Correlation Between Hartford Healthcare and Vanguard Extended
Can any of the company-specific risk be diversified away by investing in both Hartford Healthcare and Vanguard Extended at the same time? Although using a correlation coefficient on its own may not help to predict future stock returns, this module helps to understand the diversifiable risk of combining Hartford Healthcare and Vanguard Extended into the same portfolio, which is an essential part of the fundamental portfolio management process.
By analyzing existing cross correlation between Hartford Healthcare Hls and Vanguard Extended Market, you can compare the effects of market volatilities on Hartford Healthcare and Vanguard Extended and check how they will diversify away market risk if combined in the same portfolio for a given time horizon. You can also utilize pair trading strategies of matching a long position in Hartford Healthcare with a short position of Vanguard Extended. Check out your portfolio center. Please also check ongoing floating volatility patterns of Hartford Healthcare and Vanguard Extended.

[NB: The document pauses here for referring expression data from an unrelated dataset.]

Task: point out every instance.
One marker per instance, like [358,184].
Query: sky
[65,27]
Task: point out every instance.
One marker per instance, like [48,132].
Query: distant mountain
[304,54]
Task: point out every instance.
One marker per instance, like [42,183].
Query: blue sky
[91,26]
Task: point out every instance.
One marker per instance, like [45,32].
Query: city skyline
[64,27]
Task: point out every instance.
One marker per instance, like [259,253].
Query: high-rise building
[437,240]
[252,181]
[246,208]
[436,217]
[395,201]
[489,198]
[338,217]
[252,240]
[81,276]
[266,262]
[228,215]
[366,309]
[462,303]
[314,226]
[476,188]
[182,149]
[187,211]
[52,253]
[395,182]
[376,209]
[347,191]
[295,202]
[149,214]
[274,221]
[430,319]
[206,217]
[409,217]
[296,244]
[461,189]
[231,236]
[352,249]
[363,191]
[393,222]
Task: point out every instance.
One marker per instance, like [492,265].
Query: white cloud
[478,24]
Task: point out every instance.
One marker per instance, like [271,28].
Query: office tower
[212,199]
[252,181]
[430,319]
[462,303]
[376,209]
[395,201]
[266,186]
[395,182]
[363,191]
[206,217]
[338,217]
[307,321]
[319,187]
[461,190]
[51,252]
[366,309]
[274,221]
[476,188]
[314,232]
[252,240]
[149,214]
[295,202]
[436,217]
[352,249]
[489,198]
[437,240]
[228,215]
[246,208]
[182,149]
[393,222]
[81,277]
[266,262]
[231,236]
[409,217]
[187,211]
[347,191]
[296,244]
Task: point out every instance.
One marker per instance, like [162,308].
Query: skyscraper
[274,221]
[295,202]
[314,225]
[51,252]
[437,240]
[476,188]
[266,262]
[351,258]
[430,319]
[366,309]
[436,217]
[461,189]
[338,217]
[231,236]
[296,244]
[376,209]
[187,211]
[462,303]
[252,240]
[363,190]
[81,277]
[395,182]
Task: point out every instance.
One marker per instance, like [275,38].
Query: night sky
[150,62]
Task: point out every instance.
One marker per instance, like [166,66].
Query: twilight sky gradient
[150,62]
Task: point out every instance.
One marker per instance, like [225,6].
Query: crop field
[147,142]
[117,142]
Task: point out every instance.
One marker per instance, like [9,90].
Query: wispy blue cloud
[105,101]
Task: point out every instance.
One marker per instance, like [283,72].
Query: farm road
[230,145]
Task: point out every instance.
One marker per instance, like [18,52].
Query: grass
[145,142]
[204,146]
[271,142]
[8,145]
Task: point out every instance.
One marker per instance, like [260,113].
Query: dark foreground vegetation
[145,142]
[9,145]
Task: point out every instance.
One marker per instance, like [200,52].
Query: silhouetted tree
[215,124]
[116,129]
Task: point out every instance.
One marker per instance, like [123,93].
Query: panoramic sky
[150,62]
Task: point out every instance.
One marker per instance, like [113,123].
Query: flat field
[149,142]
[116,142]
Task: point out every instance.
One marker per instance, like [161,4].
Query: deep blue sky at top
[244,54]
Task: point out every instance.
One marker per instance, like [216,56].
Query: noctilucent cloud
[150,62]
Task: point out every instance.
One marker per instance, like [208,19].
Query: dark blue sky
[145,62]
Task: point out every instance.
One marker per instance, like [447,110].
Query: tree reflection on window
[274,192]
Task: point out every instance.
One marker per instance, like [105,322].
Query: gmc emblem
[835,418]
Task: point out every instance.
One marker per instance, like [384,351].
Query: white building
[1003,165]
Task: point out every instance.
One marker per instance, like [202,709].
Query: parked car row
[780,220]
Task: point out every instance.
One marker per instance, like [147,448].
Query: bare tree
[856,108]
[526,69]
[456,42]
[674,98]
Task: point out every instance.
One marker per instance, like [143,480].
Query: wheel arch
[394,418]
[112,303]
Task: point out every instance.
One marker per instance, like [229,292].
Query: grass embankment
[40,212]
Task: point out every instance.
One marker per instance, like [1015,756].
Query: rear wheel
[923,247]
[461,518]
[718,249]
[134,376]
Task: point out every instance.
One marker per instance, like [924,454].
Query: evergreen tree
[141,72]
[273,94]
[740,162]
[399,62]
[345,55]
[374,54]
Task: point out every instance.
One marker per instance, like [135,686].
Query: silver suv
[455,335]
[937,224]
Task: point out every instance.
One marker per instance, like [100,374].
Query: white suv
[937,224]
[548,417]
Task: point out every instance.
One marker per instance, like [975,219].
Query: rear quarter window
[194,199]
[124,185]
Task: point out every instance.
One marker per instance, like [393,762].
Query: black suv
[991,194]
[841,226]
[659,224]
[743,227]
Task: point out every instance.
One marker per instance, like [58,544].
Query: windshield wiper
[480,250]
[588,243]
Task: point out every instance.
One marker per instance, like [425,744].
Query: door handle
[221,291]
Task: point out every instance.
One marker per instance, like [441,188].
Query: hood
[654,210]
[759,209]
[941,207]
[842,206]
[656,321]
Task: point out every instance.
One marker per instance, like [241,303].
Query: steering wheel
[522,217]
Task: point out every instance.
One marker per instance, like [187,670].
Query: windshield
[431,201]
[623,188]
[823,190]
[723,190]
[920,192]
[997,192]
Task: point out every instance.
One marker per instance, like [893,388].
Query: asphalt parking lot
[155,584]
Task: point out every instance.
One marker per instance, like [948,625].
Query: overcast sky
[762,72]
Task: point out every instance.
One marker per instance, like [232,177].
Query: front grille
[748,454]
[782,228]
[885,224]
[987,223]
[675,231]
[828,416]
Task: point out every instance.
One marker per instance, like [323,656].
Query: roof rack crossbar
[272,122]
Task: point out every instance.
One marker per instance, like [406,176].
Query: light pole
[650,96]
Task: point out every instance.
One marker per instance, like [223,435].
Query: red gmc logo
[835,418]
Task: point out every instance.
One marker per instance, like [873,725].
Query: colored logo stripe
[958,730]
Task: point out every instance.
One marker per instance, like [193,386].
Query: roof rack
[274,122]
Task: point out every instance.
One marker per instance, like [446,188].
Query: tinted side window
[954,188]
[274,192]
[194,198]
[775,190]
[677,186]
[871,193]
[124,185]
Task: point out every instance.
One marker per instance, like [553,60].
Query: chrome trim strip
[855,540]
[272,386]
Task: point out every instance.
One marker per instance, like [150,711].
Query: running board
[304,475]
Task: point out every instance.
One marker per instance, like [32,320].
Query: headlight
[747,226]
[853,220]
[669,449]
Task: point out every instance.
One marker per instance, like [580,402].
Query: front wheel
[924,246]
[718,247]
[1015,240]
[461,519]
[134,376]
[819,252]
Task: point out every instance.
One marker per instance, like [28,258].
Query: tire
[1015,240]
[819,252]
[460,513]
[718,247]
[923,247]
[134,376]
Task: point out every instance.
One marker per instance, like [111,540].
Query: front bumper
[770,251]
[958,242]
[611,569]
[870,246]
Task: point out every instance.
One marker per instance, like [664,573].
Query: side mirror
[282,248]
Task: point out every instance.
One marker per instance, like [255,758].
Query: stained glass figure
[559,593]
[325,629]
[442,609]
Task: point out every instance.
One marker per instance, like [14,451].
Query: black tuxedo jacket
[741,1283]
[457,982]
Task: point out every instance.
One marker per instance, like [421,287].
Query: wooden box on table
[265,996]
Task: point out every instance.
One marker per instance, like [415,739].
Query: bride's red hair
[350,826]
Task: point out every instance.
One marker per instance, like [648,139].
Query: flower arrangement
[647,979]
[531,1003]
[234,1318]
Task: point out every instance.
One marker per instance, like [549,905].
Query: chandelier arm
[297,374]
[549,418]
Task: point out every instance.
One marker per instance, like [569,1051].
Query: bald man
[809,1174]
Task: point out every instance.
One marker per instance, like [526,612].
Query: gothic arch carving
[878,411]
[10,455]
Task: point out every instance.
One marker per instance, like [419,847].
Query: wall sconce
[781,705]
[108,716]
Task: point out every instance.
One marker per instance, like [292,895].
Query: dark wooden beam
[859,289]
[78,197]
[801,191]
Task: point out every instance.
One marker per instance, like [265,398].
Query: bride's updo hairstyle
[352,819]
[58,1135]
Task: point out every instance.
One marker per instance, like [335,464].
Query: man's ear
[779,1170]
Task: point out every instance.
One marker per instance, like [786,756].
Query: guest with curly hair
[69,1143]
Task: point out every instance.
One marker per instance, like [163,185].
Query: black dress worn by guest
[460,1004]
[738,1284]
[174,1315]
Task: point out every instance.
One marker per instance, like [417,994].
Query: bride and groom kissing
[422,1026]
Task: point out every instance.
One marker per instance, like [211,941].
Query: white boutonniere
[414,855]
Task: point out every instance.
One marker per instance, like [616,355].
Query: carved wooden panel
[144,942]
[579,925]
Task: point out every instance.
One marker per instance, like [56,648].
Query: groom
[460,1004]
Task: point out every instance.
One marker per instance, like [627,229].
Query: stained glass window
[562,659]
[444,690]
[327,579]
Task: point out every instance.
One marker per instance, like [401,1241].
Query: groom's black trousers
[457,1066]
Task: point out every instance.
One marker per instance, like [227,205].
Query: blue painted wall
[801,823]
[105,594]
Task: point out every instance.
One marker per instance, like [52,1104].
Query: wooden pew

Diversification Opportunities for Hartford Healthcare and Vanguard Extended
0.51 | Correlation Coefficient |
Very weak diversification
The 3 months correlation between Hartford and Vanguard is 0.51. Overlapping area represents the amount of risk that can be diversified away by holding Hartford Healthcare Hls and Vanguard Extended Market in the same portfolio, assuming nothing else is changed. The correlation between historical prices or returns on Vanguard Extended Market and Hartford Healthcare is a relative statistical measure of the degree to which these equity instruments tend to move together. The correlation coefficient measures the extent to which returns on Hartford Healthcare Hls are associated (or correlated) with Vanguard Extended. Values of the correlation coefficient range from -1 to +1, where. The correlation of zero (0) is possible when the price movement of Vanguard Extended Market has no effect on the direction of Hartford Healthcare i.e., Hartford Healthcare and Vanguard Extended go up and down completely randomly.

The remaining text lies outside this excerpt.